Hemolytic Anemia Causes
Some conditions that can lead to the occurrence of intrinsic hemolytic anemia are:
- Sickle cell anemia.
- Deficiency of glucose-6-phosphate dehydrogenase (G6PD) enzyme.
- The enzyme deficiency of pyruvate kinase
While some conditions that may lead to the occurrence of extrinsic hemolytic anemia are:
- Enlarged spleen.
- Epstein-Barr and Hepatitis virus infections.
- Coli bacterial infections, Salmonella typhi, and Streptococcus sp.
- Wiskott-Aldrich Syndrome.
- HELLP syndrome.
Extrinsic haemolytic anemia can also occur due to side effects of certain drugs, such as:
- Antibiotics, especially penicillin, ampicillin, and meticillin.
- Quinine (quinine).
One of the main causes of severe hemolytic anemia is a blood transfusion error in which the donor and recipient blood groups are unsuitable. If the donor recipients are given blood that does not fit the group, then the antibodies contained in the blood plasma of the person will attack red blood cells in donated blood. This condition can cause extensive damage to red blood cells in the body.
There is also a so-called microangiopathic hemolytic anemia, a condition in which the red blood cells are fragmented. Some diseases that can cause these conditions are:
- Artificial heart valve disturbance.
- Hemolytic haemolytic syndrome (SHU).
- Thrombotic thrombocytopenic purpura (TTP).
- Disseminated Intravascular Coagulation (DIC).

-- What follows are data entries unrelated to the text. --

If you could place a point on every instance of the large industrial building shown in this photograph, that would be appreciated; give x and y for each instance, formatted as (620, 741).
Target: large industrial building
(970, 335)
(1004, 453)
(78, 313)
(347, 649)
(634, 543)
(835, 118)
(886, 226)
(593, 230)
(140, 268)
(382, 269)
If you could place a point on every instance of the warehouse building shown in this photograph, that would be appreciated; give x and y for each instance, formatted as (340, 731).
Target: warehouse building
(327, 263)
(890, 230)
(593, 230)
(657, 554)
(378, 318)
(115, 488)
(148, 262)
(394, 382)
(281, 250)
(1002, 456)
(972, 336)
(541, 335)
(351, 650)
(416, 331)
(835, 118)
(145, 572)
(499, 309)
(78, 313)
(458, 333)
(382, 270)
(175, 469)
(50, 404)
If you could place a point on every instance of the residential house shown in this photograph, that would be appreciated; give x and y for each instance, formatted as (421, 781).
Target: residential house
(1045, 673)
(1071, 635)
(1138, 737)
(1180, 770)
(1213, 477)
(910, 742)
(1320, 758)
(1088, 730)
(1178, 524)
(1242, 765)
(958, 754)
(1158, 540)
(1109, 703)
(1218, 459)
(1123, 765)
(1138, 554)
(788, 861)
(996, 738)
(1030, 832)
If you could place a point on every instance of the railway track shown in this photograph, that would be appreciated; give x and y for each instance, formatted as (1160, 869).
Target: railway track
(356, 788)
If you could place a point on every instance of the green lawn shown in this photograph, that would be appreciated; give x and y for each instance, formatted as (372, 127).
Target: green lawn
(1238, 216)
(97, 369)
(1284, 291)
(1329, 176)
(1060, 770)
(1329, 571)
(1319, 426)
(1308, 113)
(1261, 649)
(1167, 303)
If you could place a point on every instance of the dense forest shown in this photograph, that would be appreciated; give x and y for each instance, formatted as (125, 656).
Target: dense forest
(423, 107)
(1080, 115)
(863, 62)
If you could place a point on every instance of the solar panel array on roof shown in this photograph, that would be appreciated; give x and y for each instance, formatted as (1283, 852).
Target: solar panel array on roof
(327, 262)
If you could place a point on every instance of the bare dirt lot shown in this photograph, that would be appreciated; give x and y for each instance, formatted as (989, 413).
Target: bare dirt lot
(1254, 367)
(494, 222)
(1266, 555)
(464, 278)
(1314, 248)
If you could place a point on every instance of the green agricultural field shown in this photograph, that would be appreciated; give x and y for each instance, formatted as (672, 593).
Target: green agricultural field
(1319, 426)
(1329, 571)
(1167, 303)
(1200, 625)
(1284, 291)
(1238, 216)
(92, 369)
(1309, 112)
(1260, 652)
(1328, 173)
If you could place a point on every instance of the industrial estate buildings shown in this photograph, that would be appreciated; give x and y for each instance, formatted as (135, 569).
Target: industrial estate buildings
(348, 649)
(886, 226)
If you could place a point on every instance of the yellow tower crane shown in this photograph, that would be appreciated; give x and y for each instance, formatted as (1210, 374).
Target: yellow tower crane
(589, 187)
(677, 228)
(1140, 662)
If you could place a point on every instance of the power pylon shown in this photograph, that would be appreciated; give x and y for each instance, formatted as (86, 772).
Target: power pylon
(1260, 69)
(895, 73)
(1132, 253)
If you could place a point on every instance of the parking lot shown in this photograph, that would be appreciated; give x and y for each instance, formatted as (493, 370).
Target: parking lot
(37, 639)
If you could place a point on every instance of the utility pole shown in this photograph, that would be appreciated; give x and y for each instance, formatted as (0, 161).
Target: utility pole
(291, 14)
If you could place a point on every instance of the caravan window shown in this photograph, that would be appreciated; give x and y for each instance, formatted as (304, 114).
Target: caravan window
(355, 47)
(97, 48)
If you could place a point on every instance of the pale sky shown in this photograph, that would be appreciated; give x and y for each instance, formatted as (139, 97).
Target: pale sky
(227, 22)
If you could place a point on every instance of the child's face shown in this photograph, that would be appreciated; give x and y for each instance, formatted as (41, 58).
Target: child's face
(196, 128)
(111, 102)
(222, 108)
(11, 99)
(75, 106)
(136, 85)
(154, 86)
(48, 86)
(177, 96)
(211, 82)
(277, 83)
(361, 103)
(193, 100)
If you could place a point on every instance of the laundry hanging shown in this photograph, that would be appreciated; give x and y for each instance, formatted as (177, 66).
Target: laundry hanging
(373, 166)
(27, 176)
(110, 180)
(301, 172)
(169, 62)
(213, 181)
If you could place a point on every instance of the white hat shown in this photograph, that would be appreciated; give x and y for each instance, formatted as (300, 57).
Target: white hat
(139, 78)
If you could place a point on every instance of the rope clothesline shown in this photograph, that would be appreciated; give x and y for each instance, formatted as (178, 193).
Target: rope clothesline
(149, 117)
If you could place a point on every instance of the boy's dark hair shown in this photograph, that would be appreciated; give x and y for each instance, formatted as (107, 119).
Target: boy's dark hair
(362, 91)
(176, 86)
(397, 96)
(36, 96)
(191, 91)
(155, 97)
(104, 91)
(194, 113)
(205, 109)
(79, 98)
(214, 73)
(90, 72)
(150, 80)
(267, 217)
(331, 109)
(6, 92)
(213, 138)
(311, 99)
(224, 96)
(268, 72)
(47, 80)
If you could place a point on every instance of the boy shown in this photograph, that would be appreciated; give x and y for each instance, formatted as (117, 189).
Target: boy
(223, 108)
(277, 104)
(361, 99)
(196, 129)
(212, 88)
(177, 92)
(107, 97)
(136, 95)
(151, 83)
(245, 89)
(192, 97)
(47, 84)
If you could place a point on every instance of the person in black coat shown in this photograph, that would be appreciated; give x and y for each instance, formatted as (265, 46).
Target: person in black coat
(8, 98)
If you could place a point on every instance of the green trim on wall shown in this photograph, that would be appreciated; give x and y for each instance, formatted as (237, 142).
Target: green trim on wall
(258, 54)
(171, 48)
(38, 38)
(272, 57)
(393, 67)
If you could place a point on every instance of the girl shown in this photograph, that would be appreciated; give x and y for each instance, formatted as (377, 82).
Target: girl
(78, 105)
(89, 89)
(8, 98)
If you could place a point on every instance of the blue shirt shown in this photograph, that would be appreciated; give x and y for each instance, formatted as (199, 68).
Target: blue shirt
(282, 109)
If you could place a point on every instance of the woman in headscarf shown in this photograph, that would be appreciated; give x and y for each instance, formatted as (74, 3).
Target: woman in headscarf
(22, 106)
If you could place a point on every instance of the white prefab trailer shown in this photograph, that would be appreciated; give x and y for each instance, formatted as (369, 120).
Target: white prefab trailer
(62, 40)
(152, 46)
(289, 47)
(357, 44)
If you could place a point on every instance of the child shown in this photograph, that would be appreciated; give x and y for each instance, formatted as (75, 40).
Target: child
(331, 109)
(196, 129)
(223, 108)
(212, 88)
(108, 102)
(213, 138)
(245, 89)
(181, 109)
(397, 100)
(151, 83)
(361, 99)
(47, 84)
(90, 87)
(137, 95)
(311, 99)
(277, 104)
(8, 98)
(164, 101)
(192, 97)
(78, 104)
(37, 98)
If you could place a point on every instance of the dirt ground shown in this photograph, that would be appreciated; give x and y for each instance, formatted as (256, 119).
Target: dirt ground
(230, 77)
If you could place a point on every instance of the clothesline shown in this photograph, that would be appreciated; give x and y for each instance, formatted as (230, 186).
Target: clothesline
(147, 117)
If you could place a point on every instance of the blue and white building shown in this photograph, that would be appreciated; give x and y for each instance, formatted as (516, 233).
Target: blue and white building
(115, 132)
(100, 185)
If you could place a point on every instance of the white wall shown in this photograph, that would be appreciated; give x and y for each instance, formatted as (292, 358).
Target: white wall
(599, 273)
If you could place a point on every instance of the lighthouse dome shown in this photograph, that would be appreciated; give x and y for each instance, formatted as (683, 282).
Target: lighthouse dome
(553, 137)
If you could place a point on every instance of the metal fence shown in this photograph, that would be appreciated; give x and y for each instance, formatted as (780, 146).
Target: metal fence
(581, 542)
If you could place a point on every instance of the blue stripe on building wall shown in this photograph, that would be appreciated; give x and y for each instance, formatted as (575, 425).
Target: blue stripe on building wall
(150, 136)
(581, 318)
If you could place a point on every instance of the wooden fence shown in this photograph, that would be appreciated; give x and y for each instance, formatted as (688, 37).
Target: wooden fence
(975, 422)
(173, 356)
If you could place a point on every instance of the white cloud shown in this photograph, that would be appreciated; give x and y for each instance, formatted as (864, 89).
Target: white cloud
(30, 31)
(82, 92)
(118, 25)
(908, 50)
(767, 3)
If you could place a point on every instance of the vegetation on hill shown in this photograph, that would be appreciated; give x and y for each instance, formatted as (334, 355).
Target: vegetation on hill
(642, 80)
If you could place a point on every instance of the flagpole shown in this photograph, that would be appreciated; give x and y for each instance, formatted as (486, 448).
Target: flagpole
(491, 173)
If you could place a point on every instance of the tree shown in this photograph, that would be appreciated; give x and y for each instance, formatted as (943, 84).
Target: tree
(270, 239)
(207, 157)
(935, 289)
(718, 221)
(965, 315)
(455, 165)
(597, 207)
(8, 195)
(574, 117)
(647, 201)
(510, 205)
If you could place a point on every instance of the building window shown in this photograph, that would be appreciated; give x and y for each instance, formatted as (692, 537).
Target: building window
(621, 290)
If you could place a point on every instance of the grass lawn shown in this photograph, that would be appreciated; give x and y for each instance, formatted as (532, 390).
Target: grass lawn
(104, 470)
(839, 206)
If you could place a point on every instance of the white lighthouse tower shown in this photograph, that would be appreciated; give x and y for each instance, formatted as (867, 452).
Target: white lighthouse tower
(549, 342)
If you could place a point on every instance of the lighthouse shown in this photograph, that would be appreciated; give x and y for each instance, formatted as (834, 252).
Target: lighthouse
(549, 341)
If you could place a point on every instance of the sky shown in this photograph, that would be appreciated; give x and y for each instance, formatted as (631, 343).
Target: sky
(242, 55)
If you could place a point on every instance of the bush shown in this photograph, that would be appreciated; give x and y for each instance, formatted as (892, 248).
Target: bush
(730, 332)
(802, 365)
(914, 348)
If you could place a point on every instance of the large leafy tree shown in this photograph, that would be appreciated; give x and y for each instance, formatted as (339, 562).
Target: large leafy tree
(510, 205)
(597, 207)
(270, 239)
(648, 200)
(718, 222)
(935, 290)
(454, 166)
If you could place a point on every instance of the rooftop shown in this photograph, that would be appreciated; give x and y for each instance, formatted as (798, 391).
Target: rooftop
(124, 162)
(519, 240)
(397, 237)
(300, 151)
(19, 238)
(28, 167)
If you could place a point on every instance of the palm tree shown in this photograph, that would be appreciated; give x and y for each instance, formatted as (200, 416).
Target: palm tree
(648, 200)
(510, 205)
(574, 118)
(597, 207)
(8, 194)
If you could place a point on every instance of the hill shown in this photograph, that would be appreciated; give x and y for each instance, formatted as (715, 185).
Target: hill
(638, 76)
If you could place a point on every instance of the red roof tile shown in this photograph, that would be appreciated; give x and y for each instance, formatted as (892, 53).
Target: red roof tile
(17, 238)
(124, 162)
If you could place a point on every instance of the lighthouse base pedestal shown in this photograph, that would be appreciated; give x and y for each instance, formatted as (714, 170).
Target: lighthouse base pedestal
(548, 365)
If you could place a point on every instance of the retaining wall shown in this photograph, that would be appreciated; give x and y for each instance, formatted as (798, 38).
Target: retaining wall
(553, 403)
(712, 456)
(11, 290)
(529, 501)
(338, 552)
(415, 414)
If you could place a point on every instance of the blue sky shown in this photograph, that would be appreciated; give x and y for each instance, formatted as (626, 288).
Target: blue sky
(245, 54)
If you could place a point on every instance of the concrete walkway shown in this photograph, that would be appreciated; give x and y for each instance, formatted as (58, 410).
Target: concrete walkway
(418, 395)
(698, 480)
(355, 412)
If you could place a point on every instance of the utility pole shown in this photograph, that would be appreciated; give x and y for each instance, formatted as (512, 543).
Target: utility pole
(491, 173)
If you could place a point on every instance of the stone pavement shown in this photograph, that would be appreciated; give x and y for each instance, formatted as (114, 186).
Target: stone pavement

While in newborns, there is a condition of hemolytic anemia called fetal eritroblastosis. This condition occurs due to incompatibility of rhesus blood group between pregnant women with the fetus. If a pregnant woman has a rhesus negative blood group and a rhesus-positive fetal fetus, there is a possibility that the fetus in the womb has a positive rhesus. This will cause the fetal red blood cells to be attacked by antibodies from the mother’s body. The case of fetal erythroblastosis generally occurs in the second pregnancy when the pregnant mother already has antibodies formed from the first pregnancy.
Hemolytic anemia disease is quite dangerous for infants due to complications of the anemia. Currently, treatment for infants with fetal erythroblastosis is by intravenous immunoglobulin (IVIG) or blood transfusion. Doctors can also prevent the appearance of fetal erythroblastosis in pregnant women diagnosed with the condition by giving the injection of RhoGAM at 28 weeks gestation.